Arbeitsrecht

Betriebliche Altersversorgung: Mehrfache Ablösung und Besitzstandsschutz

Aktenzeichen  6 Sa 518/15

Datum:
24.1.2017
Rechtsgebiet:
Fundstelle:
BeckRS – 2017, 126242
Gerichtsart:
LArbG
Gerichtsort:
Nürnberg
Rechtsweg:
Arbeitsgerichtsbarkeit
Normen:
BetrAVG § 2, § 16 Abs. 3 Nr. 1, § 30c

 

Leitsatz

1. Bei mehrfacher Ablösung von betrieblichen Altersversorgungssystemen ist ein Vergleich hinsichtlich des dynamisierten Besitzstandes jeweils nur mit der zuletzt geltenden Regelung anzustellen (vgl. LAG Nürnberg BeckRS 2016, 120927).  (Rn. 46 – 53) (red. LS Ulf Kortstock)
2. Verstößt eine Anpassungsregelung zur betrieblichen Altersversorgung gegen § 30c iVm § 16 Abs. 3 Nr. 1 BetrAVG, führt dies nur zur Anwendbarkeit der gesetzlichen Anpassungsregelung in § 19 BetrAVG (vgl. LAG Nürnberg BeckRS 2016, 120927). (Rn. 48) (red.
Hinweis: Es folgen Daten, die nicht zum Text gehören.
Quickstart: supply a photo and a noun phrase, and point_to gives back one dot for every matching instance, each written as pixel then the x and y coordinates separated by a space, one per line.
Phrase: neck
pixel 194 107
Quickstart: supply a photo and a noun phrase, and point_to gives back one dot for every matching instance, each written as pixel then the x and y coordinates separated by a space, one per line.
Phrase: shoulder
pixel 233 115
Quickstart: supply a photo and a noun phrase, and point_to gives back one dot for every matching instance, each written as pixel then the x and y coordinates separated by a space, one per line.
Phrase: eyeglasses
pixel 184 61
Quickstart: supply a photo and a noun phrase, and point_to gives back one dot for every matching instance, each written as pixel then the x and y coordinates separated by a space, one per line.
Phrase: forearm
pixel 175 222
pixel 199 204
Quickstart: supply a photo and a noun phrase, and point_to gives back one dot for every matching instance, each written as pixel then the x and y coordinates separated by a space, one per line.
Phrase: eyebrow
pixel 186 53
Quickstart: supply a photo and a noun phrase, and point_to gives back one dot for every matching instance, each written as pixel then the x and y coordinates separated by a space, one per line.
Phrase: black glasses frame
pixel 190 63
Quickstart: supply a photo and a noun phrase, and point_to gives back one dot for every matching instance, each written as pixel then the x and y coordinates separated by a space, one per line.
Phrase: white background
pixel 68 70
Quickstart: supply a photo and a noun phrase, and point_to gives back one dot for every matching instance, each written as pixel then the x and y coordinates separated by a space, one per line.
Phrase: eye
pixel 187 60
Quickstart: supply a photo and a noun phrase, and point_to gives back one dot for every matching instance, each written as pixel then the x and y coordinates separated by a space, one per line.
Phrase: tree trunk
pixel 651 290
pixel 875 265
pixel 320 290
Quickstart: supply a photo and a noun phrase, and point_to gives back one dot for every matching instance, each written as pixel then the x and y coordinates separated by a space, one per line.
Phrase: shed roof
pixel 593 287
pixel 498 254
LS Ulf Kortstock)

Verfahrensgang

2 Ca 904/14 2015-11-05 Endurteil ARBGWUERZBURG ArbG Würzburg

Tenor

1.Die Berufung der Klägerin gegen das Urteil des Arbeitsgerichts Würzburg vom 05.11.2015, Az. 2 Ca 904/14, wird auf Kosten der Berufungsführerin zurückgewiesen. 
2.Die Revision wird zugelassen. 

Gründe

I.
Die Berufung ist zulässig.
Sie ist statthaft (§ 64 Abs. 1, Abs. 2 b ArbGG) und auch in der gesetzlichen Form und Frist eingelegt und begründet worden (§§ 66 Abs. 1, 64 Abs. 6 Satz 1 ArbGG, 519, 520 ZPO).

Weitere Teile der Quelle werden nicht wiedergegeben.